Auditors are welcome to verify. The attestation flow above is the same proof your QP, CSV, or external auditor can run against any production request.

Inference modes & multi-model

Vault Mode — encrypted inference on open models. Prompts, reasoning, and response all stay within encrypted memory. Recommended for GxP workloads and sensitive production data.

Partner Mode — access to proprietary models (Claude, GPT, Gemini, Grok). Data is sent to the model provider for processing — the encryption guarantee does not apply. You choose per request, for use cases where your compliance policies permit.

Multi-model debate. Multiple AI models discuss, disagree, and converge on an answer. The goal is defensive — raising the floor of reliability. On our live benchmark, aggregation catches roughly four errors for every one it introduces (Safety Multiple 3.9× on GPQA Diamond); for 98% of questions, at least one model in the jury answers correctly — the architecture extracts that knowledge.

Purpose-trained models.

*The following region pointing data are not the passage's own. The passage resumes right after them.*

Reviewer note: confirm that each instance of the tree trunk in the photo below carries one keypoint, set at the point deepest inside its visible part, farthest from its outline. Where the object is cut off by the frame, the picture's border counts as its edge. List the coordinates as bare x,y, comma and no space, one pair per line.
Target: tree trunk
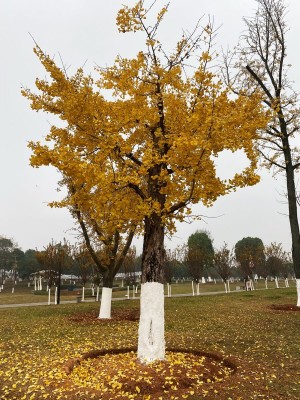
151,342
292,203
105,305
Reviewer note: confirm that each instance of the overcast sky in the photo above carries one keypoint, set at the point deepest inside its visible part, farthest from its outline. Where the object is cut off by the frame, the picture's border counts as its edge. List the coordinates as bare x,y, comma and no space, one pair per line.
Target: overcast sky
83,32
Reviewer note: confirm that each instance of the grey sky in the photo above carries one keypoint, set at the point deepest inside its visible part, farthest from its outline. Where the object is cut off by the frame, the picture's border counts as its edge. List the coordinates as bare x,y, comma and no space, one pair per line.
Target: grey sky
84,32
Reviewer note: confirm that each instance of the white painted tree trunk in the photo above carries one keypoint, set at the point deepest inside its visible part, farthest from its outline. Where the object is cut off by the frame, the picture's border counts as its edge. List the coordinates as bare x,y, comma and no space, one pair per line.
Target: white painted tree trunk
286,282
105,306
298,292
151,342
225,284
169,289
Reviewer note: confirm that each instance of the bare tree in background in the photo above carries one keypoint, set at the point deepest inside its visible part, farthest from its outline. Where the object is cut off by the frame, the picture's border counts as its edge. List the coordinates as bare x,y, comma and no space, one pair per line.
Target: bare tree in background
223,262
260,60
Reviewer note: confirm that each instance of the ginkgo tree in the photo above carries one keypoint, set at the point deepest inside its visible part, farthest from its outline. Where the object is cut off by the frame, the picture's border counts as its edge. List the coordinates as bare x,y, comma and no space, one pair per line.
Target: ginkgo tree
148,132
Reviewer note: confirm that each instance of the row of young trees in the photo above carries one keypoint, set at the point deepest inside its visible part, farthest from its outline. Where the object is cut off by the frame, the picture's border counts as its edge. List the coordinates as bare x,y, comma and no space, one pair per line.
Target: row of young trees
249,258
135,160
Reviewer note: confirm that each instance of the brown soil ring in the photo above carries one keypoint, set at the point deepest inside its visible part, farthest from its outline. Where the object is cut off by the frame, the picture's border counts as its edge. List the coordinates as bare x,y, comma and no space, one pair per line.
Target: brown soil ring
70,364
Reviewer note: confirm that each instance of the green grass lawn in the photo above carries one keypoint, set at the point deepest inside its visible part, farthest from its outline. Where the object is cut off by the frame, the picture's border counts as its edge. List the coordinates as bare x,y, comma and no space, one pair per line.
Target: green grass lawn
36,343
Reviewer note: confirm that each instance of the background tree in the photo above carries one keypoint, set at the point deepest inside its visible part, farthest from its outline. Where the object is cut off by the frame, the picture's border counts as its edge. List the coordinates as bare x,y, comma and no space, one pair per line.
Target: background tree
276,259
83,261
199,255
28,264
6,256
223,262
249,253
152,141
171,263
129,267
263,63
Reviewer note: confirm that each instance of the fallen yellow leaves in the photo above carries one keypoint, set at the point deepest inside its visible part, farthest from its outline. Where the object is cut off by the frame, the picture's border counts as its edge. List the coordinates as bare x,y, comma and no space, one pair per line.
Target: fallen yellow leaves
123,376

We can fine-tune on your data for your specific tasks. First iteration of a custom pharma-domain model can be delivered within weeks once training data is available.

Compliance & deployment

ALCOA+, Annex 11, 21 CFR Part 11. Frozen model versions for validated workflows. Validated API endpoints for GxP. Designed against draft Annex 22 — full control over AI in validated workflows, from model weights to underlying infrastructure.

Cloud — hardware-encrypted inference via API. Elastic scale, confidential compute, immediate deployment. The recommended default. Sovereign deployment — we bring our own GPU hardware into your server racks and manage everything end-to-end. Your data never leaves your network. Air-gapped. Purpose-trained models deployed on-site. In both cases: we own the hardware, we operate the stack; both options are designed against draft Annex 22.

See: Why this is durable (when competitors catch up)

The technical catch-up will happen. AWS will eventually add a CPU TEE; Bedrock will eventually expose customer attestation; PortKey or Dataiku will eventually announce a Confidential VM tier. But security is a side feature for them:

  • Anthropic — Claude is the product; security is one feature.
  • AWS — cloud is the product; Nitro is one isolation primitive.
  • PortKey / Dataiku — observability and routing are the product; security is a tier they may add.
  • ColdVault — security is the product. Multi-vendor inference is delivered through the security model.

When a new TEE primitive ships, ColdVault integrates it because it is on the critical path of the product roadmap, not a side feature. Defensible even after competitors catch up on any single feature.

See: Swiss jurisdiction + the honest residual

Swiss jurisdiction. 9robots is Swiss-headquartered. The CLOUD Act doesn't reach us; Switzerland has no equivalent legal regime forcing data disclosure to foreign governments. The cryptography would suffice on its own — silicon does not produce plaintext under any legal regime — but the jurisdiction reinforces what the technology already enforces.

Operational vs cryptographic protections. Operational-security failures happen even at frontier labs — packaging errors, deployment-script bugs, misconfigured access controls. These are caught after the fact. Hardware data-in-use protections cannot be misconfigured by a packaging error or a script change. In-use cryptographic protections close failure modes that operational controls cannot.

The honest residual. The “no plaintext to produce” claim holds against any normal compulsion: subpoena, NSL, court order, CLOUD Act, foreign legal regime. One residual: a nation-state with AMD's master attestation keys plus physical access to the silicon could theoretically extract plaintext from a memory dump. A meaningfully higher bar than typical compelled disclosure; it applies equally to all silicon-encrypted infrastructure, not just ours. We acknowledge it because honesty matters more than a clean marketing claim.

See: Open models that rival proprietary

Encrypted inference runs on open models that rival the best proprietary models, as evaluated by independent benchmarks and our own. The performance gap is narrow — and multi-model debate narrows it further. For pharma workloads where data must stay encrypted end-to-end, open models in Vault Mode meet the bar without compromising on capability.